À une époque où la technologie progresse fermement dans tous les coins du sport, Roland Garros reste un anachronisme romantique. Alors que Wimbledon, l'US Open et l'Australian Open ont déjà réussi à incorporer le système de révision électronique de ligne (Electronic Line Calling, ELC), le tournoi parisien a confirmé lundi qu'il continuerait de parier sur les juges de la ligne humaine en 2026, résistant ainsi à une transformation qui est déjà une règle dans le circuit.
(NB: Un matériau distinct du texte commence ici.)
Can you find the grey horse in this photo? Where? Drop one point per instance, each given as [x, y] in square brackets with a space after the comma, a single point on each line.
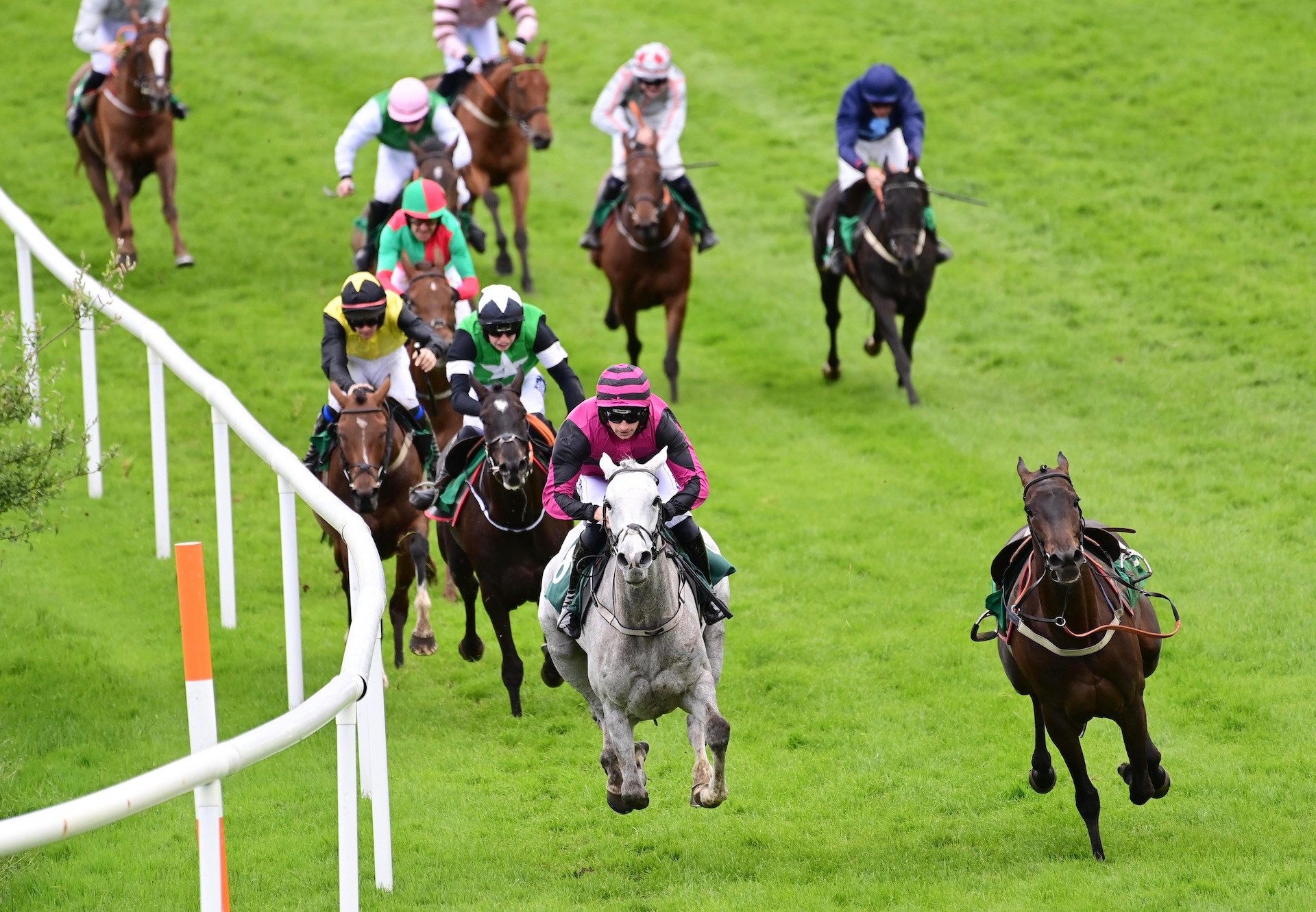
[644, 650]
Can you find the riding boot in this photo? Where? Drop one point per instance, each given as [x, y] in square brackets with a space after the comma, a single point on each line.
[319, 440]
[77, 115]
[587, 550]
[611, 191]
[473, 233]
[377, 215]
[686, 190]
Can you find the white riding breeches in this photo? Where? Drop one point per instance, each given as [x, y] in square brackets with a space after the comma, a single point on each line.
[483, 38]
[532, 397]
[394, 170]
[592, 490]
[890, 149]
[395, 366]
[669, 158]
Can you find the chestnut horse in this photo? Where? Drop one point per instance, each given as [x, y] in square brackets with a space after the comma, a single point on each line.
[1073, 661]
[503, 537]
[370, 470]
[131, 136]
[504, 112]
[645, 253]
[433, 161]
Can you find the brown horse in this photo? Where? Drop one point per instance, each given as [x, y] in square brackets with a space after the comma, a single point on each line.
[504, 112]
[370, 470]
[502, 537]
[131, 134]
[433, 161]
[645, 253]
[1073, 660]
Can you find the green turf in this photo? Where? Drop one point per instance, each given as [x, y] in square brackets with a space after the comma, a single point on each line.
[1138, 295]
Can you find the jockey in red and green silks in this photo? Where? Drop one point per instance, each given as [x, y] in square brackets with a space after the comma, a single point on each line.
[427, 232]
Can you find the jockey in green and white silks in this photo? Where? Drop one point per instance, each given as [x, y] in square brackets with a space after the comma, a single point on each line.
[365, 341]
[97, 33]
[406, 114]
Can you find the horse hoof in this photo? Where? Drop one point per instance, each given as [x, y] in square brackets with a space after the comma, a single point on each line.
[1043, 783]
[424, 645]
[618, 804]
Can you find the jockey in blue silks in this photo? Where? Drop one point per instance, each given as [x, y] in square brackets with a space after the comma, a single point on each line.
[879, 123]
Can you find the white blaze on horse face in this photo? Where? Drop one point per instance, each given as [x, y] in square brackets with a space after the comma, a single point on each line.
[158, 51]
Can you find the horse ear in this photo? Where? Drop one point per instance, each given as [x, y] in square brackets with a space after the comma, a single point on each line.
[657, 463]
[1023, 471]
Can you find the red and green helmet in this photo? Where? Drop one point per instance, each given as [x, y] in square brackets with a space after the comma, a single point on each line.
[424, 199]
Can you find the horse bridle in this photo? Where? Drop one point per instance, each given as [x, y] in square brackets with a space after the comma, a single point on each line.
[1045, 474]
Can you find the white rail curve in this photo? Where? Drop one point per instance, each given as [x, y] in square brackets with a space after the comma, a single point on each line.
[362, 657]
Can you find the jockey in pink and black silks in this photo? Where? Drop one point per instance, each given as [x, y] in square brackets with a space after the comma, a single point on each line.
[626, 421]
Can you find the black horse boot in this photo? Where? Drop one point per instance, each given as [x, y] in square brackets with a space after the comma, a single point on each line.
[592, 234]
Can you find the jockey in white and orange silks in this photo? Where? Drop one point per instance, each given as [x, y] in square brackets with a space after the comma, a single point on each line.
[653, 86]
[461, 24]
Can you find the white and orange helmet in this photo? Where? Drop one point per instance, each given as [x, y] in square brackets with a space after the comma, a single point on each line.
[652, 62]
[409, 100]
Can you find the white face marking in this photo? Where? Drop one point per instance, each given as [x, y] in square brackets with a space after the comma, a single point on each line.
[158, 49]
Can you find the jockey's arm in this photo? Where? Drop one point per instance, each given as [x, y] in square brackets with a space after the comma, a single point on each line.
[363, 127]
[449, 131]
[683, 465]
[461, 364]
[550, 353]
[569, 454]
[333, 353]
[417, 331]
[609, 111]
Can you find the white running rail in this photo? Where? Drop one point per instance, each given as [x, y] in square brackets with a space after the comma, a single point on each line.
[361, 661]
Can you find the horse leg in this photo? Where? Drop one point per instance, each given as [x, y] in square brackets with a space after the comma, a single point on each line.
[166, 167]
[675, 320]
[513, 670]
[519, 184]
[620, 737]
[1041, 777]
[423, 636]
[503, 262]
[1086, 798]
[831, 291]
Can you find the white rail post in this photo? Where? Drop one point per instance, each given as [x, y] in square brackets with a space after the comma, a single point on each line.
[200, 722]
[28, 314]
[349, 873]
[379, 807]
[224, 520]
[160, 450]
[291, 590]
[363, 715]
[91, 402]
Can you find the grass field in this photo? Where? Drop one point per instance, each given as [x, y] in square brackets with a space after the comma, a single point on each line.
[1138, 295]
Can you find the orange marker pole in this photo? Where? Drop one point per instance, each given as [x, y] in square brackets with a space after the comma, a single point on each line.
[200, 722]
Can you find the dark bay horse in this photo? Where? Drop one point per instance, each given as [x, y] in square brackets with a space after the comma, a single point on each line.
[370, 470]
[892, 266]
[503, 537]
[504, 112]
[645, 251]
[433, 161]
[131, 136]
[1073, 661]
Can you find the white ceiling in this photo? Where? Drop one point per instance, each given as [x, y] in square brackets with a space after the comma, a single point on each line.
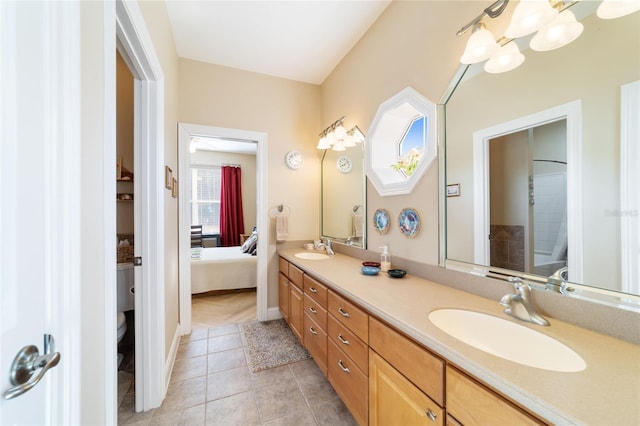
[300, 40]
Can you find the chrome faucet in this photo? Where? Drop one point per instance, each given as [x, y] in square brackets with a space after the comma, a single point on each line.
[518, 303]
[328, 247]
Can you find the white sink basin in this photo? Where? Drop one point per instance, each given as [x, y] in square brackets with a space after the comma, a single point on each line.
[311, 256]
[507, 340]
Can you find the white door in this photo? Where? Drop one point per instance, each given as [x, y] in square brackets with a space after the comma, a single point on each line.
[39, 216]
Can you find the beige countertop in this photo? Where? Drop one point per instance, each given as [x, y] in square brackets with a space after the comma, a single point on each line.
[607, 392]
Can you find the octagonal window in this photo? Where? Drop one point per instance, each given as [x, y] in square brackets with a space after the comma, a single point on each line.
[402, 143]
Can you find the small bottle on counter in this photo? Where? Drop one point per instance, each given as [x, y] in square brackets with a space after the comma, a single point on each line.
[385, 259]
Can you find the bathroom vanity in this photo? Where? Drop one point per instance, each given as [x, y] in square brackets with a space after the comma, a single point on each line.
[390, 364]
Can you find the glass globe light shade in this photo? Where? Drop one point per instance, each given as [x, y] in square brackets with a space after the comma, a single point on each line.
[529, 17]
[560, 32]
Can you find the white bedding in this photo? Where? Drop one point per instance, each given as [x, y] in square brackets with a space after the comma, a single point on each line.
[221, 268]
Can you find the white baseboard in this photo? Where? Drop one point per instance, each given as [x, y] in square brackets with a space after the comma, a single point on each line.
[273, 313]
[171, 359]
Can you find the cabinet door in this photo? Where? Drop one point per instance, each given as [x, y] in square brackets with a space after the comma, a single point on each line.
[394, 400]
[296, 309]
[283, 296]
[349, 382]
[473, 404]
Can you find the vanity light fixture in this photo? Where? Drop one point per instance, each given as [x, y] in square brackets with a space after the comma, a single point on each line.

La décision qui fait une différence
La Fédération française de tennis (FFT) était claire dans sa déclaration, en s'assurant qu'il n'y aura pas de technologie de ligne automatique à court terme. L'organisation considère que le système d'arbitrage actuel répond aux normes de qualité et que la participation humaine, loin d'être un problème, fait partie de la valeur distinctive de Roland Garros.
Au cours de l'édition 2025, il y avait 404 officiers, dont 284 français, ce qui renforce l'engagement envers l'arbitrage local. La FFT a rappelé que le pays compte 30 000 juges actifs, qui collaborent non seulement au Grand Chelem, mais exercent également des ligues régionales, des clubs et des tournois. Pour la Fédération, Roland Garros est également une plate-forme pour promouvoir le développement et le professionnalisme de l'arbitrage français.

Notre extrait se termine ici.